Une rencontre avec Jean Baudrillard en 1995 a permis à Derksen de lancer le projet, et le livre s'ouvre sur une citation du philosophe français : "Il est dangereux de démasquer les images, car elles dissimulent qu'il n'y a rien derrière elles". Une vraie opération de décillage dont le moto est que toutes ses photographies sont des images d'observation, où chacune d'entre elles reconnaît la façon dont une grande partie du monde est maintenant constituée de montages et de collisions entre le spectacle séduisant des images commerciales et leurs décors qui en sortent inversés.

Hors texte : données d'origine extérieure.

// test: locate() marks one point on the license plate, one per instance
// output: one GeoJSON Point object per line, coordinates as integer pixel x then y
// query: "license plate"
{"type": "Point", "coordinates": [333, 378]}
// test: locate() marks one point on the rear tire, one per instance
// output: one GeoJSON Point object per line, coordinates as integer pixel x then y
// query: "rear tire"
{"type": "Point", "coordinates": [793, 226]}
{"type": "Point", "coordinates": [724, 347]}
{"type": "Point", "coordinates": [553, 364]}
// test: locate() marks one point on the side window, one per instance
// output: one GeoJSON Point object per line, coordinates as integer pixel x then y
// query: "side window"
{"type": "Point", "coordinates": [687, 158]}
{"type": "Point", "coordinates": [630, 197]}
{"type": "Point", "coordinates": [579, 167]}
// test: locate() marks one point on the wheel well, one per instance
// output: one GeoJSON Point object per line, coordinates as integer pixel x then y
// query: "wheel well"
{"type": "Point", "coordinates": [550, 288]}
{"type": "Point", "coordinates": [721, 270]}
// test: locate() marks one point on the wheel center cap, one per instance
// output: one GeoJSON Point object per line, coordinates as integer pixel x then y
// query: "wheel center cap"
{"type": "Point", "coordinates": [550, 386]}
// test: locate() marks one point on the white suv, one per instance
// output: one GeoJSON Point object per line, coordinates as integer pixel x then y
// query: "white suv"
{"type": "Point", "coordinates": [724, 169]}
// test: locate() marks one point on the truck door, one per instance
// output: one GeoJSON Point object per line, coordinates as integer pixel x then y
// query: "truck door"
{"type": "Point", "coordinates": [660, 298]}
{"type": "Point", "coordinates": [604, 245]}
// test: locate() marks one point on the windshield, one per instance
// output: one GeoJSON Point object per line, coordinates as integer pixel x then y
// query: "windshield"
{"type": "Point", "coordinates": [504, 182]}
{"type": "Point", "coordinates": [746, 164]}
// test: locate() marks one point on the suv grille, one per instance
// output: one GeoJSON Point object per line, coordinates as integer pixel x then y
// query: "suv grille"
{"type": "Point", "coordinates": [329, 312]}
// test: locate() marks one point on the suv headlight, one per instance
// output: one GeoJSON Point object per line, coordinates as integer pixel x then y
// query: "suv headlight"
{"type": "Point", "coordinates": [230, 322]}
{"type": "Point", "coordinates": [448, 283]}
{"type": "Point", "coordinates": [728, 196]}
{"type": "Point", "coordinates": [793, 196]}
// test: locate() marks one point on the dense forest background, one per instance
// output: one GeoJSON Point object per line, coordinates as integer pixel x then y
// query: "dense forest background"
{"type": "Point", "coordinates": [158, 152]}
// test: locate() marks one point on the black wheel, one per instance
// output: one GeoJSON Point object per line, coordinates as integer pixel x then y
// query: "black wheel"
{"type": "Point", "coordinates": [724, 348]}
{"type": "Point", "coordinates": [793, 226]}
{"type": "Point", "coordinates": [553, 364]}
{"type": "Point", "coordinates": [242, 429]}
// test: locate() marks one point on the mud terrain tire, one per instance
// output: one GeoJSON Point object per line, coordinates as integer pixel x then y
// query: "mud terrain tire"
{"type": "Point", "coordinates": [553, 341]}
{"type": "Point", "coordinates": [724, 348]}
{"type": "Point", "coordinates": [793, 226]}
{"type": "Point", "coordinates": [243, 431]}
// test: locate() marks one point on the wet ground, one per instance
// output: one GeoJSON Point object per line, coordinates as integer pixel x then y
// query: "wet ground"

Outre Baudrillard, dont la propre photographie était fascinée par le trompe-l'œil, Luigi Ghirri et Martin Parr sont également de la partie - Ghirri, avec sa réponse ironique à l'omniprésence de la culture de consommation et Parr, avec ses représentations plus abrasives de personnes prises au milieu de clichés d'images. Cependant, Derksen offre une réponse à l’actuelle amplification/intensification du monde de l'image dans les espaces urbains, à l'omniprésence du numérique et à la prolifération des images qui peuvent désormais être reproduites sur presque tout. On est en droit de se souvenir d’un fabuleux dessin de Ron Cobb des 60’s qui montrait un automobiliste dérivant, dans une zone péri-urbaine dévastée, au volant de sa voiture et dont le paysage était uniquement constitué de publicités d’un monde de rêve… 

Le Caire

La photographie du Caire, ci dessus, par exemple, montre l'arrière d'un autocar de tourisme, orné d'un montage flashy d'images faisant la publicité des attractions du pays, contre le détail de premier plan de la surface peinte en gris écaillé de la structure d'un kiosque. Cela illustre bien le type de collisions formelles qui se produisent dans ces images, la façon dont l'attrait promotionnel exagéré se heurte à une situation et à un contexte qui sont gris et ternes par comparaison. L'image du Caire prend cependant une autre dimension et se complique visuellement du fait que l'image de l'une des pyramides sur le car est également grise car elle est vidée de sa couleur pour contraster avec les autres images touristiques colorées.

Chongqing

Ces images numériques répandues dans le monde entier ont souvent une présence matérielle dans les photographies de Derksen. Leur surface n'est pas intacte ou sans couture, mais elle est souvent marquée, endommagée, décollée ou brisée. Les citadins apparaissent sur les photographies, mais ils sont plus occasionnels et inactifs, souvent en train de vaquer à leurs occupations, au milieu des panneaux de signalisation. Dans une photographie de Chongqing, parmi une série de façades portant des images qui montrent des visions architecturales du développement de la ville, un homme solitaire semble être pris en train de retirer quelque chose de la surface métallique de l'unique écran vide.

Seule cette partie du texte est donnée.